Il espère ainsi que les Bleus seront à la hauteur pour le dernier match de la saison. Il explique également pourquoi il est si fort dans les grattages au sol. Extrait:

La France n’a plus battu l’Australie depuis vingt quatre ans. Que faire pour changer ?

Historiquement, une victoire serait gigantesque. J’avais deux ans la dernière fois que c’est arrivé. Vous vous rendez compte ?

Avez-vous pris du plaisir, à Melbourne, lors du deuxième test perdu 6-0 ?

Le plaisir, ça passe après le résultat… On sortait d’une très grosse défaite, à cinquante points. L’important était de se rassurer défensivement et, surtout, de laver notre honneur. Le plaisir, j’en ai aussi pris en grattant des ballons au sol et en mettant des plaquages.

Doit-on s’attendre à un tel scénario, samedi ?
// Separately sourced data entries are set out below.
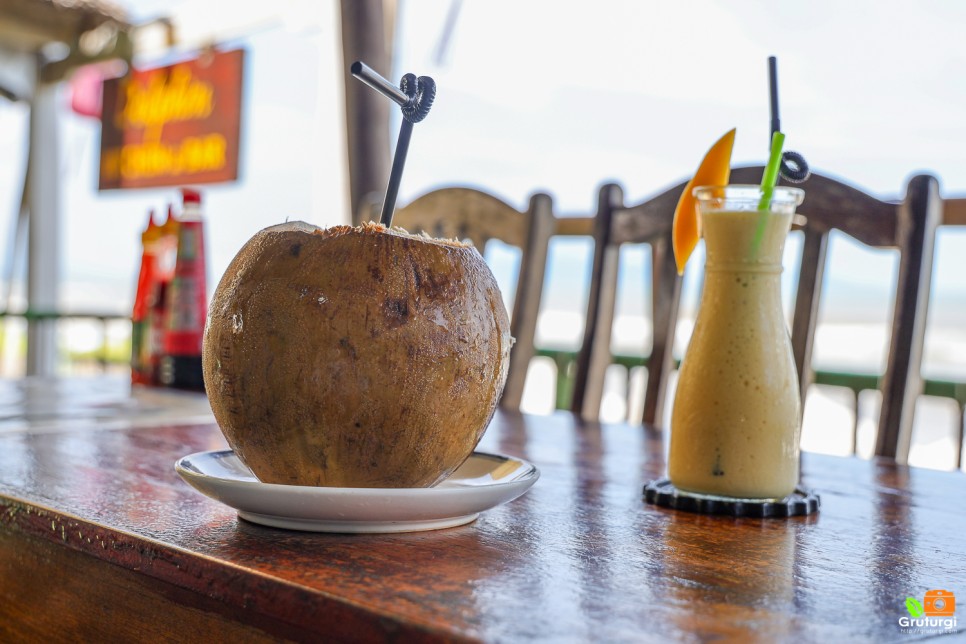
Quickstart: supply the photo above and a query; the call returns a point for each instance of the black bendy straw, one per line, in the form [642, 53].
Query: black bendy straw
[794, 168]
[415, 97]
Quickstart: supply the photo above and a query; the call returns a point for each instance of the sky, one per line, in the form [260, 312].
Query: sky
[552, 96]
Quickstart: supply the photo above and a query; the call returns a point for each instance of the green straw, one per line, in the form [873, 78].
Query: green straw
[768, 181]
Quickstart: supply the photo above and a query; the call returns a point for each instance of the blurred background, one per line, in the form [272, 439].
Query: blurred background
[536, 96]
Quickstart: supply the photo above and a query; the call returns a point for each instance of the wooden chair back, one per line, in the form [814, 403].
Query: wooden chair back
[469, 214]
[614, 224]
[908, 226]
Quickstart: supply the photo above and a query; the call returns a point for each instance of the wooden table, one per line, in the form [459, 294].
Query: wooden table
[101, 540]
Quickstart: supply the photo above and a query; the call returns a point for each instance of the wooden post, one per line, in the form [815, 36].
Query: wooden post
[365, 37]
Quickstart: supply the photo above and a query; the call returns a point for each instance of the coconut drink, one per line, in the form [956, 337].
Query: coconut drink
[355, 356]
Je ne sais pas. J’aimerais beaucoup que l’on se lâche davantage. C’est le dernier match de la saison… 

Philippe Saint-André disait que les Australiens avaient détaché deux joueurs pour vous contrer, lors du deuxième test. Vrai ?
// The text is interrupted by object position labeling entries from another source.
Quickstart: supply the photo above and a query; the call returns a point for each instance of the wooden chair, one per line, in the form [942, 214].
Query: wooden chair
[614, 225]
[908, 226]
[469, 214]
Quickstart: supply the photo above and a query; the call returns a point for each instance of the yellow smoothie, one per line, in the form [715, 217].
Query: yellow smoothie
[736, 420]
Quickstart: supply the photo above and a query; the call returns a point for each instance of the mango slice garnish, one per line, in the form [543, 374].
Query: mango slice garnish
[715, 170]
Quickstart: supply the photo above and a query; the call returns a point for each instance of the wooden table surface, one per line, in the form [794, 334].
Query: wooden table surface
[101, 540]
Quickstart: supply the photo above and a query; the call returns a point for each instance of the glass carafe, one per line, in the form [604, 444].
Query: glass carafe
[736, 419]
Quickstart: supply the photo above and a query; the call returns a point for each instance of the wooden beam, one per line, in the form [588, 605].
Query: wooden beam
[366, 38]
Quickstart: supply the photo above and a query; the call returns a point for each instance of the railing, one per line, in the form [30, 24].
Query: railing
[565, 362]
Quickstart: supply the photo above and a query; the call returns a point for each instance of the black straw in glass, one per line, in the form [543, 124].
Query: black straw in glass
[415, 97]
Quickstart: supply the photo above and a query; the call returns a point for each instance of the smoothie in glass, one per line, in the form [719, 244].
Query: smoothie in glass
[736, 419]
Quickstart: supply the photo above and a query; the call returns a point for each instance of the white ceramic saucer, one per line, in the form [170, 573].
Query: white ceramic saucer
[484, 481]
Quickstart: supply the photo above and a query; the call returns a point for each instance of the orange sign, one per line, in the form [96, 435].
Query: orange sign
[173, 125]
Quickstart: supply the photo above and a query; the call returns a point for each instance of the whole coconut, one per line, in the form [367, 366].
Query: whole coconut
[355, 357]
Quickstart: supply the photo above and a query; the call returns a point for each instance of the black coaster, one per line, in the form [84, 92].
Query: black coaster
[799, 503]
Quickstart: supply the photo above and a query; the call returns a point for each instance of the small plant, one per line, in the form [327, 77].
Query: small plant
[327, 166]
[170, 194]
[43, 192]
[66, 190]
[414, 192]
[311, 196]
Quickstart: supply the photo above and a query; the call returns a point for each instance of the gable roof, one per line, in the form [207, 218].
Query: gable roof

Oui. Fardy et Hooper étaient mes gardes du corps désignés à Melbourne. Ils ne m’ont pas lâché ! J’ai essayé de faire avec.

Comment prenez-vous le fait que le sélectionneur national mette en avant vos qualités de gratteur avant vos qualités d’attaquant ?

Gratter les ballons fait partie de mes points forts, tout le monde le sait. J’ai le gabarit pour ça et, quand je me mets au-dessus du porteur de balle, il devient alors difficile de m’éjecter. Si cela profite à l’équipe, c’est tant mieux. Vous savez, Philippe (Saint-André, N.D.L.R.) a dit ça comme ça. Ce n’est pas la révélation de l’année, non plus. 

Il n’a pourtant cité que deux joueurs : vous et Thierry Dusautoir…

Ah bon ? À côté de « Titi », c’est déjà beaucoup plus classe ! 

Quelle est votre technique au grattage ?

Je le fais au feeling. Je trie. Si je vois qu’il y a le temps de récupérer un ballon, je fonce. Sinon, je m’écarte. Avant, quand je plaquais un adversaire, j’essayais systématiquement de gratter la balle. Or, il n’y a pas toujours la place pour le faire, on y laisse de l’énergie et, résultat, il y a un défenseur en moins dans la ligne ! Dans cette phase de jeu, c’est toujours à quitte ou double. Si tu perds l’équilibre, tu peux aussi coûter trois points à ton équipe.

Pourquoi lever les bras au ciel avant de plonger sur le porteur de balle, en arrivant au ruck ?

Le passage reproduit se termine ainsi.